The hum disappears, and the fragile tendril winds through the air, falling back on the surface.
“Bee?”
“They’re coming.”
A loud clack signals the opening door. Max walks in, and I catch a glimpse of Tom in the hallway behind him before the room seals. “You’re the one. I thought I recognized your name. Is that the famous analyzer?”
“Famous?”
“Don’t play with me, kid.” He slides the other chair back and sits. “You’re the kid that found the signal code that led us to that cursed apartment. Thanks for giving all the intel on the mind control, dick.”
“Cursed?”
“What else have you found out about the virus? The guy out in the hallway seems to think that you’re the necessary link in this process. I want you to tell me everything you know. Right now.”
I lay out the whole story, from misbehaving robots to the scan codes that I found. Bee sits eerily silent, and I w
onder how much she’s picking up. I leave out the parts about the daydreams, or Bee suddenly learning to speak.
“You think I’m crazy, don’t you.”
“Nope,” says Max. “There’s something sinister about this bug. That kind of malice can only come from something that thinks.”
“So what do we do?”
“You get me those codes, and find a way to scan the network for them. I’m breaking the group into teams. What do you need? A couple programmers? Or can you do it all yourself?”
“Find the virus? At this point we need a miracle. I might be able to trace the data back, but I still need to figure out how the program is morphing over time. Then we need to scan each device, figure out what other machines are feeding it, and scan those. I imagine the closer we get to the source, the more webbed the signal will be.”
“And why is that?”
“I told you. It uses an evolving set of hashes to deliver the code across the network. The transmissions closest to the source will all be finding each other. It’s like, the main program sends a signal to, let’s say five routers. Each of those routers broadcasts an almost identical signal, to each other, back to the source machine, and wherever else they can reach on the network. The flow of information goes every direction, so the closer you get, the denser the pattern gets. The source machine might not be recognizable.”

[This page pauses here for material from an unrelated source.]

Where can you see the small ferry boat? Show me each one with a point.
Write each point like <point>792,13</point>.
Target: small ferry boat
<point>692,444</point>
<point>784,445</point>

“Then we’ll shut down everything around it too.”
“I’m not sure how long that list will be.”
“You need to narrow it down for me. What do you need? How many people?”
“I’ll have to think about it.”
“Well you think about it while we’re walking back. I need to assign some people to kill that device once you find it. Maybe they can rectify a list of MAC addresses to figure out a probability for where the source might be. Obviously it isn’t programmed on a router, or any other device that doesn’t allow that kind of programming.”
“It can broadcast from any wall.”
“Yes, but the program doesn’t stay there. It’s on a networked machine somewhere.”